Still, going through the process made me feel as if I was a failure. As if it was completely my fault that the relationship didn’t work out. As if no-one would ever be interested in me again (I was 40, after all). As if I had to carry the burden of shame I felt I gave my parents because they had such a loser of a child (seriously).
These were just added confirmations as to why I shouldn’t even like myself.
But there are always good things that can come out of darkness.
The depth of despair I felt at my lowest point ended up giving me the courage to let go of what I couldn’t change and it was one of the most rewarding things that moved me forward into self love.
Care vs Love
During and after my divorce, I had to learn how to take care of me, because the focus was no longer on my ex. And that was very hard work, because I didn’t like me at that time.
And, like many, I used to confuse self care with self love. Self care is taking the time to go and have a massage, a long hot bath, read a book, go to the spa. Self love is a feeling, a state of being that most of us don’t feel.
If you look in the mirror and more often than not see flaws, if you put the needs and wants of others before your own, if you’re a perfectionist or if you don’t consistently feel joyful about life, then you don’t consistently feel self love — yet!
Below are 7 easy self love tips to help you on the journey of rediscovering your joy after divorce.
You need to move your body. Our bodies are made to move and the more you do so, the easier it is to feel better about yourself. And I don’t mean spending hours pumping iron or on the cross trainer at the gym. This can be as simple as a 30-minute walk in the park or dancing in your bedroom to your favourite songs. It doesn’t matter what you do, as long as you move. Just as you move through the process of divorce, you have to move your body to get through it.
If you had a car that ran with a diesel engine, you wouldn’t think about filling it with unleaded petrol (gas) or vice versa. It’s the same with your body — it only understands nutrients that come from Mother Earth herself, not processed junk that comes in plastic, tins or boxes. If you eat like crap, you’ll feel like crap, which is exactly what you don’t need when you’re learning to live life again on your own.
#3: Turn off the TV
Stop watching the news. And reality TV shows. They only cause you feel fear or judge other humans. It’s a complete waste of energy for things you can’t control.
#4: Alone time
Learn to enjoy spending time on your own. You’re going to be spending a lot more time with yourself, so the more you act like your own best friend, the easier it will be to move on with your life.
#5: Have fun
As much as possible. It creates joyful feelings. The last time I was depressed, I used to go for a walk in the park on sunny days and watch the children and dogs playing… they live with complete abandon, just enjoying the moment. If you’ve forgotten how to have fun, watching children and dogs is a good place to start.
#6: Be (in) nature
Take your shoes off in the park and feel the grass beneath your feet. If you’re lucky enough to live by a lake or on the coast, sit at the water’s edge and just breath. Or even if you’re in a concrete jungle, find a quiet spot and feel the sun on your face or sit underneath the shade of a tree. Nature offers us a sense of calm and peace because we are also nature.

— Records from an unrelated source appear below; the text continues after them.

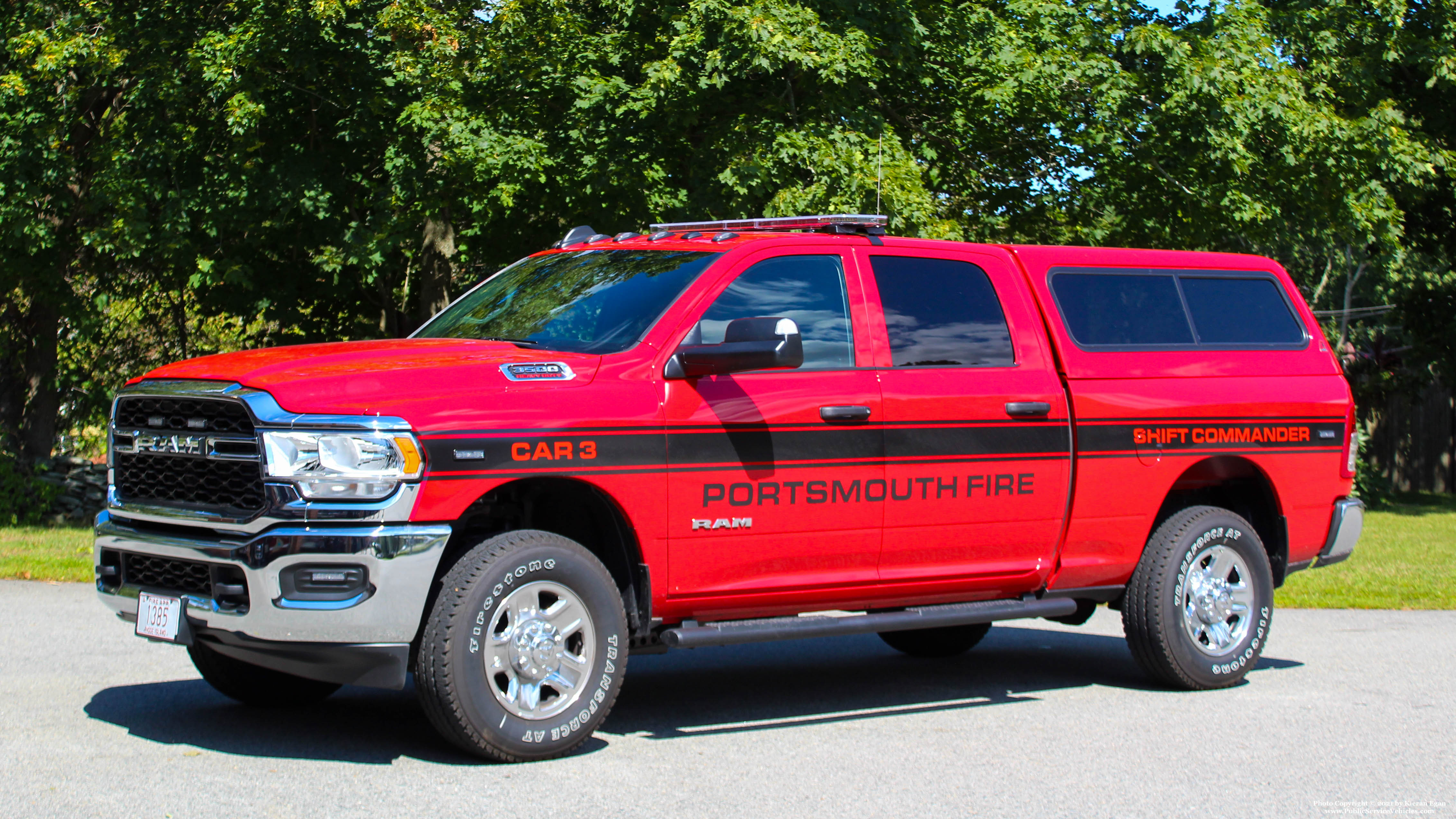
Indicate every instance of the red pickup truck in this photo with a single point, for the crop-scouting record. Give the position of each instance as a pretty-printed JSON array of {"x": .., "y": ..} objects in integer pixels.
[{"x": 726, "y": 433}]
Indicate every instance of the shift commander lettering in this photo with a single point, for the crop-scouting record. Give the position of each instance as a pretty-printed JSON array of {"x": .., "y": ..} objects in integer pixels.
[{"x": 794, "y": 492}]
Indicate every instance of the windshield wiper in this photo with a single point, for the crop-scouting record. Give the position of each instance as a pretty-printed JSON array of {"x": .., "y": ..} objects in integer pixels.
[{"x": 506, "y": 339}]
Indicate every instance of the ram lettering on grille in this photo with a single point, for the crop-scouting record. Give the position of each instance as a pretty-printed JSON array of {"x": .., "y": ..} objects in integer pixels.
[{"x": 193, "y": 481}]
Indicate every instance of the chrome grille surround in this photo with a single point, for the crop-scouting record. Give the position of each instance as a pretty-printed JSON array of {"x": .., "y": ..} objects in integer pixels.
[{"x": 228, "y": 456}]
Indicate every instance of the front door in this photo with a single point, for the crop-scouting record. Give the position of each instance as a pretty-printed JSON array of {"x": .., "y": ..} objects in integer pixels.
[
  {"x": 978, "y": 440},
  {"x": 772, "y": 497}
]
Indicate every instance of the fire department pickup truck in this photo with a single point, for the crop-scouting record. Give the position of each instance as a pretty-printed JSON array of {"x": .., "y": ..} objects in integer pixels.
[{"x": 726, "y": 433}]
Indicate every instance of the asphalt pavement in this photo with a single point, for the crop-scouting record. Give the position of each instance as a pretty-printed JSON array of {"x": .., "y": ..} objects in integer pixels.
[{"x": 1349, "y": 713}]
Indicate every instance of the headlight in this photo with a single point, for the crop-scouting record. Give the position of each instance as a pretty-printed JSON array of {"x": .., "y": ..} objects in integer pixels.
[{"x": 343, "y": 465}]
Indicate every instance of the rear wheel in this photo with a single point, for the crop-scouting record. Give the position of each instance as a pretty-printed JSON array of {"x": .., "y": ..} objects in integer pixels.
[
  {"x": 1199, "y": 604},
  {"x": 525, "y": 651},
  {"x": 944, "y": 642},
  {"x": 254, "y": 684}
]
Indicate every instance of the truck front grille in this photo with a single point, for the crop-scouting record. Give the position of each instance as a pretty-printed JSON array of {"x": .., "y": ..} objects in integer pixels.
[
  {"x": 168, "y": 575},
  {"x": 225, "y": 584},
  {"x": 183, "y": 415},
  {"x": 145, "y": 478}
]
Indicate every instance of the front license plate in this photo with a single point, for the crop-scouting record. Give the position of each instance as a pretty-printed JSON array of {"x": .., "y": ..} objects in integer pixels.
[{"x": 159, "y": 617}]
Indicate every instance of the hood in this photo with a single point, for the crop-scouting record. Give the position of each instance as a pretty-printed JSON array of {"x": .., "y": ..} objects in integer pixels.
[{"x": 413, "y": 379}]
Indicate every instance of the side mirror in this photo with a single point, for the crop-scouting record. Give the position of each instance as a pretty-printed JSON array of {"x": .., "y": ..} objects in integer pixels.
[{"x": 749, "y": 344}]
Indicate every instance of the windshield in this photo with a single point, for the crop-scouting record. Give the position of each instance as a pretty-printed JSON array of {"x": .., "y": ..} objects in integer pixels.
[{"x": 587, "y": 302}]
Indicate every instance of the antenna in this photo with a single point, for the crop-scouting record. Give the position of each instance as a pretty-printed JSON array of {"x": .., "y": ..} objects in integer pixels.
[{"x": 880, "y": 172}]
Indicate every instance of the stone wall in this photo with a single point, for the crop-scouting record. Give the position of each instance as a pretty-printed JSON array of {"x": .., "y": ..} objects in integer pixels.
[{"x": 84, "y": 489}]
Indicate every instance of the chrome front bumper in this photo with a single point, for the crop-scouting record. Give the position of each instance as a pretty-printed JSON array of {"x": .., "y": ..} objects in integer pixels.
[
  {"x": 401, "y": 561},
  {"x": 1346, "y": 524}
]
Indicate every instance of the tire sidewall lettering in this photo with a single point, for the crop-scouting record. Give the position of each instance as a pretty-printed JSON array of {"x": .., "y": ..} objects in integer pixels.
[
  {"x": 1247, "y": 654},
  {"x": 535, "y": 737}
]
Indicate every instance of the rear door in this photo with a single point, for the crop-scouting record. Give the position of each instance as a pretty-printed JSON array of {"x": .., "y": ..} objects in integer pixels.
[
  {"x": 978, "y": 440},
  {"x": 768, "y": 498}
]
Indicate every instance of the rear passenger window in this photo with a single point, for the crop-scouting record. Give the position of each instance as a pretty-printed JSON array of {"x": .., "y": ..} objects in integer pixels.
[
  {"x": 941, "y": 313},
  {"x": 1122, "y": 309},
  {"x": 1239, "y": 312}
]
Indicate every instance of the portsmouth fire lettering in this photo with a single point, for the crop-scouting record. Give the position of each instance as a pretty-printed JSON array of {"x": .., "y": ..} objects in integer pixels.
[{"x": 874, "y": 491}]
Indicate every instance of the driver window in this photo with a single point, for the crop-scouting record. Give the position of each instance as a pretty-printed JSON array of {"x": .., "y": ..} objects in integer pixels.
[{"x": 806, "y": 289}]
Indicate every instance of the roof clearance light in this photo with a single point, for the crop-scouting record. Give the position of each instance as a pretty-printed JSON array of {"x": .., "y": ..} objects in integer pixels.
[{"x": 855, "y": 222}]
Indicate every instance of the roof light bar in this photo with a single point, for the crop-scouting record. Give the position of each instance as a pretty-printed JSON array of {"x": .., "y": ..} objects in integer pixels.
[{"x": 781, "y": 223}]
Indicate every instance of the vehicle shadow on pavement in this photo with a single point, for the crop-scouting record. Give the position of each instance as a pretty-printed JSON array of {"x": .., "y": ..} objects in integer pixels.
[
  {"x": 774, "y": 686},
  {"x": 355, "y": 725},
  {"x": 691, "y": 693}
]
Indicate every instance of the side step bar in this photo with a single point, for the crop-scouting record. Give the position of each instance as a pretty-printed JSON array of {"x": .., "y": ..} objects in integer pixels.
[{"x": 733, "y": 632}]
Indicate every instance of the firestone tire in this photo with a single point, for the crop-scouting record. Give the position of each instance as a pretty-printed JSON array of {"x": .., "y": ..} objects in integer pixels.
[
  {"x": 253, "y": 684},
  {"x": 525, "y": 651},
  {"x": 1199, "y": 604},
  {"x": 944, "y": 642}
]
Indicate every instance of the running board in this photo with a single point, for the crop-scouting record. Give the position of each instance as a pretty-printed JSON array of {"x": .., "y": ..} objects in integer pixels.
[{"x": 733, "y": 632}]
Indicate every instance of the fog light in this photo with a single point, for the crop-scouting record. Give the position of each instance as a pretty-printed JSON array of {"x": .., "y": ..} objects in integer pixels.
[{"x": 317, "y": 584}]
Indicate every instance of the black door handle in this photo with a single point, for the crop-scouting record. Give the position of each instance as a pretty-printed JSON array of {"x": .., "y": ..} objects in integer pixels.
[
  {"x": 1028, "y": 408},
  {"x": 845, "y": 414}
]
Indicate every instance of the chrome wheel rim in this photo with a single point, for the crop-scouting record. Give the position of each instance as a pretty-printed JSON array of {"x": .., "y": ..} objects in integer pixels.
[
  {"x": 539, "y": 651},
  {"x": 1218, "y": 601}
]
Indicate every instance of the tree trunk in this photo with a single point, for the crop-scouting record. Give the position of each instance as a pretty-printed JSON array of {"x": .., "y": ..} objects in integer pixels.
[
  {"x": 43, "y": 399},
  {"x": 436, "y": 267}
]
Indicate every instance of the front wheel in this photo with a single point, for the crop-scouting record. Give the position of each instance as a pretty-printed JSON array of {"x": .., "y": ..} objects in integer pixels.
[
  {"x": 1199, "y": 604},
  {"x": 525, "y": 651}
]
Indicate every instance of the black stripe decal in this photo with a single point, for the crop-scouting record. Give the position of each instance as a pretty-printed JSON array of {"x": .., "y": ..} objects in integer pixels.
[
  {"x": 701, "y": 449},
  {"x": 1203, "y": 436}
]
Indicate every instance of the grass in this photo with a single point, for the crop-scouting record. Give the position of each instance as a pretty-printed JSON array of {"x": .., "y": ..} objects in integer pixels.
[
  {"x": 1405, "y": 559},
  {"x": 41, "y": 553}
]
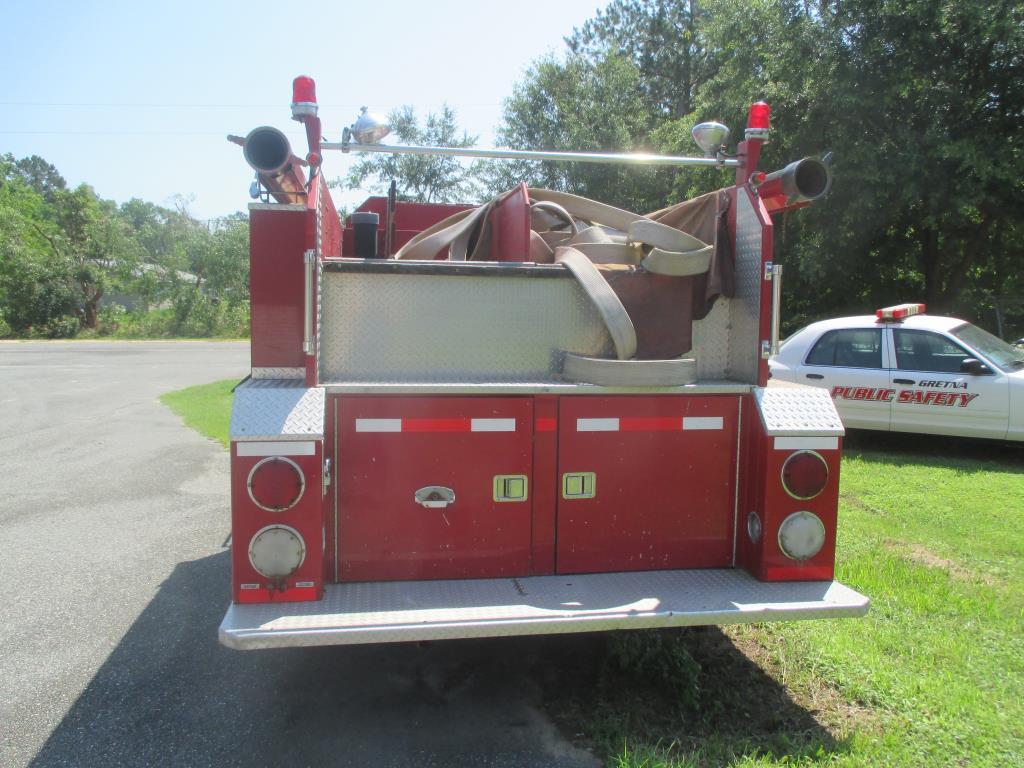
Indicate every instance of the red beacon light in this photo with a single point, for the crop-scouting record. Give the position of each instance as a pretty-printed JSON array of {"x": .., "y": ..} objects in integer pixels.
[
  {"x": 899, "y": 311},
  {"x": 303, "y": 97},
  {"x": 759, "y": 121}
]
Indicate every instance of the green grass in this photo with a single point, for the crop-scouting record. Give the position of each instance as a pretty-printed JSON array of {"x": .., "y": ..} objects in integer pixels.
[
  {"x": 933, "y": 676},
  {"x": 206, "y": 408}
]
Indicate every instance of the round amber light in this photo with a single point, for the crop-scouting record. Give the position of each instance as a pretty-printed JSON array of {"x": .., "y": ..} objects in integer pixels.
[
  {"x": 805, "y": 474},
  {"x": 276, "y": 551},
  {"x": 275, "y": 483}
]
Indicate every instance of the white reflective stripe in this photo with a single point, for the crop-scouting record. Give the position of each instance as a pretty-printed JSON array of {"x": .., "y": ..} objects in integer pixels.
[
  {"x": 820, "y": 443},
  {"x": 493, "y": 425},
  {"x": 702, "y": 422},
  {"x": 378, "y": 425},
  {"x": 278, "y": 448},
  {"x": 597, "y": 425}
]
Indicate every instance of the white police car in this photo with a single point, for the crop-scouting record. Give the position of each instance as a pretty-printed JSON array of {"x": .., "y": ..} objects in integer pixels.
[{"x": 905, "y": 371}]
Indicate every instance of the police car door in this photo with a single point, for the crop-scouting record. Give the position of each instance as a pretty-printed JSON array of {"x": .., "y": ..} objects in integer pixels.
[
  {"x": 935, "y": 396},
  {"x": 849, "y": 363}
]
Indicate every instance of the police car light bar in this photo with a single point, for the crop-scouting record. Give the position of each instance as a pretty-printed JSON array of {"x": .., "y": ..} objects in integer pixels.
[{"x": 899, "y": 311}]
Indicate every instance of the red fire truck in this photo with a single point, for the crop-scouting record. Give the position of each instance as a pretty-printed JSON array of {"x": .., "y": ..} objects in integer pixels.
[{"x": 540, "y": 415}]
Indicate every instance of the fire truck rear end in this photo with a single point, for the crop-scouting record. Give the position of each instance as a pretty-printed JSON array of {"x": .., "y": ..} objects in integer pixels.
[{"x": 457, "y": 426}]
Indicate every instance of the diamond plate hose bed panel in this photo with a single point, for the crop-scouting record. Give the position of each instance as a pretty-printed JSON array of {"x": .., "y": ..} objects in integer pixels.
[{"x": 394, "y": 611}]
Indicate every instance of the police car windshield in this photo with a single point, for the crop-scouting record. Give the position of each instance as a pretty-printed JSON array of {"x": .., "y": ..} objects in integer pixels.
[{"x": 995, "y": 349}]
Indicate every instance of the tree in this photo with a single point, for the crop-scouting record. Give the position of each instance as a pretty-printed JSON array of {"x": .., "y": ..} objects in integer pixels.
[
  {"x": 922, "y": 101},
  {"x": 39, "y": 175},
  {"x": 580, "y": 105},
  {"x": 420, "y": 178},
  {"x": 665, "y": 41},
  {"x": 36, "y": 290}
]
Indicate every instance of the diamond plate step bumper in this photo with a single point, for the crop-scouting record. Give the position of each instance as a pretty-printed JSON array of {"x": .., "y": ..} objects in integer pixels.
[{"x": 393, "y": 611}]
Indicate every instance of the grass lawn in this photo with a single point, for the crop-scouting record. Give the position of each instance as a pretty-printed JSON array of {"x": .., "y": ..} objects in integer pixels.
[
  {"x": 206, "y": 408},
  {"x": 933, "y": 676}
]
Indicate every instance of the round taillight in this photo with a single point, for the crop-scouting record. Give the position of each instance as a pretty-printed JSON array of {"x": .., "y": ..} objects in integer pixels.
[
  {"x": 275, "y": 483},
  {"x": 801, "y": 536},
  {"x": 276, "y": 551},
  {"x": 805, "y": 474}
]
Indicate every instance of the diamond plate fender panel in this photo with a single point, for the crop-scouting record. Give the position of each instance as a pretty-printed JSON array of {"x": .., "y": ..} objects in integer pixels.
[
  {"x": 391, "y": 611},
  {"x": 796, "y": 410},
  {"x": 279, "y": 373},
  {"x": 276, "y": 410},
  {"x": 744, "y": 314},
  {"x": 417, "y": 328}
]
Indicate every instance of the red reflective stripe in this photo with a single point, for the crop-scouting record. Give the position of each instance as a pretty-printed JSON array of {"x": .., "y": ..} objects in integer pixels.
[
  {"x": 435, "y": 425},
  {"x": 801, "y": 573},
  {"x": 650, "y": 424},
  {"x": 289, "y": 595}
]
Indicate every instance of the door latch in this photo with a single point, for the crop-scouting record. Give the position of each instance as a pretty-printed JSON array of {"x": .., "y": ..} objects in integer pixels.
[{"x": 434, "y": 497}]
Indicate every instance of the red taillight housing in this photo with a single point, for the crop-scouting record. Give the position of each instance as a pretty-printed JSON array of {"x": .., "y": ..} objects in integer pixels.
[
  {"x": 760, "y": 116},
  {"x": 805, "y": 474},
  {"x": 303, "y": 90},
  {"x": 275, "y": 483},
  {"x": 303, "y": 97}
]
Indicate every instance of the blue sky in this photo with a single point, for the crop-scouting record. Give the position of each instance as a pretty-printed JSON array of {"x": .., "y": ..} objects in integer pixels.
[{"x": 136, "y": 98}]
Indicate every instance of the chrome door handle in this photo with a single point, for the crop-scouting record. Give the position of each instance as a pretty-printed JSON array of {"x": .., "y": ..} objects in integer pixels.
[{"x": 434, "y": 497}]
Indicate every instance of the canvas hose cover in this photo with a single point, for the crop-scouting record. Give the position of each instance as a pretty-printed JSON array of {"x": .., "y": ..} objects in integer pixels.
[{"x": 657, "y": 248}]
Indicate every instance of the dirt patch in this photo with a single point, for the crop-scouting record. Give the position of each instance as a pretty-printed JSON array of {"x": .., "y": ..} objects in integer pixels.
[
  {"x": 919, "y": 555},
  {"x": 858, "y": 503},
  {"x": 743, "y": 705}
]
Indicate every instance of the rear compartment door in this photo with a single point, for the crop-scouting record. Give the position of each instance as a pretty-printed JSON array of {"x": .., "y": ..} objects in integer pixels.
[
  {"x": 646, "y": 482},
  {"x": 433, "y": 487}
]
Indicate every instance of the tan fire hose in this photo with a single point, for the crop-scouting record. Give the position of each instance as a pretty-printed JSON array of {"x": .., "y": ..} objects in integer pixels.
[{"x": 633, "y": 240}]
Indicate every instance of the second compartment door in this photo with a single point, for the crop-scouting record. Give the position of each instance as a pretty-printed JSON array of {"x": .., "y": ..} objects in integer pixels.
[
  {"x": 433, "y": 487},
  {"x": 646, "y": 482}
]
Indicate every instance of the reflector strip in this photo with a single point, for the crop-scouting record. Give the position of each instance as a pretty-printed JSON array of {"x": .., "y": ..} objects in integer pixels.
[
  {"x": 276, "y": 448},
  {"x": 493, "y": 425},
  {"x": 650, "y": 424},
  {"x": 378, "y": 425},
  {"x": 597, "y": 425},
  {"x": 704, "y": 422},
  {"x": 460, "y": 424},
  {"x": 818, "y": 443},
  {"x": 435, "y": 425}
]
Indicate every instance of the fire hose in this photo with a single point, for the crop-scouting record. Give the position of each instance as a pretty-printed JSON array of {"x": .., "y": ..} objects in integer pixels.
[{"x": 611, "y": 237}]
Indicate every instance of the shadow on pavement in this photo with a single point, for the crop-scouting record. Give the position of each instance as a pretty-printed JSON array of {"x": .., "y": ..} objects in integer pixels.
[{"x": 170, "y": 694}]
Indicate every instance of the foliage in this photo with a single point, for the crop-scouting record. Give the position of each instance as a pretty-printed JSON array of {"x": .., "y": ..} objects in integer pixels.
[
  {"x": 582, "y": 105},
  {"x": 72, "y": 262},
  {"x": 664, "y": 40},
  {"x": 922, "y": 101},
  {"x": 420, "y": 178}
]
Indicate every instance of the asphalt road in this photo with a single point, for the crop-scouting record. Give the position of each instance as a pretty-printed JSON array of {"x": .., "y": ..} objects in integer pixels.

I’m also a reflexologist and 98% of the people I’ve treated over the course of almost 10 years have not been aware of how to breathe properly. Breathing from the top of our chests has become normal in a world where we are constantly on high alert and living with more stress by the day. Learning how to breathe from deep in the belly (where your diaphragm resides) will help you to feel more calm, relaxed and connected with your true self. This is a feeling that, if done on a daily basis, will keep you embodied in the knowing that everything has its purpose and that you will be more than alright in the end.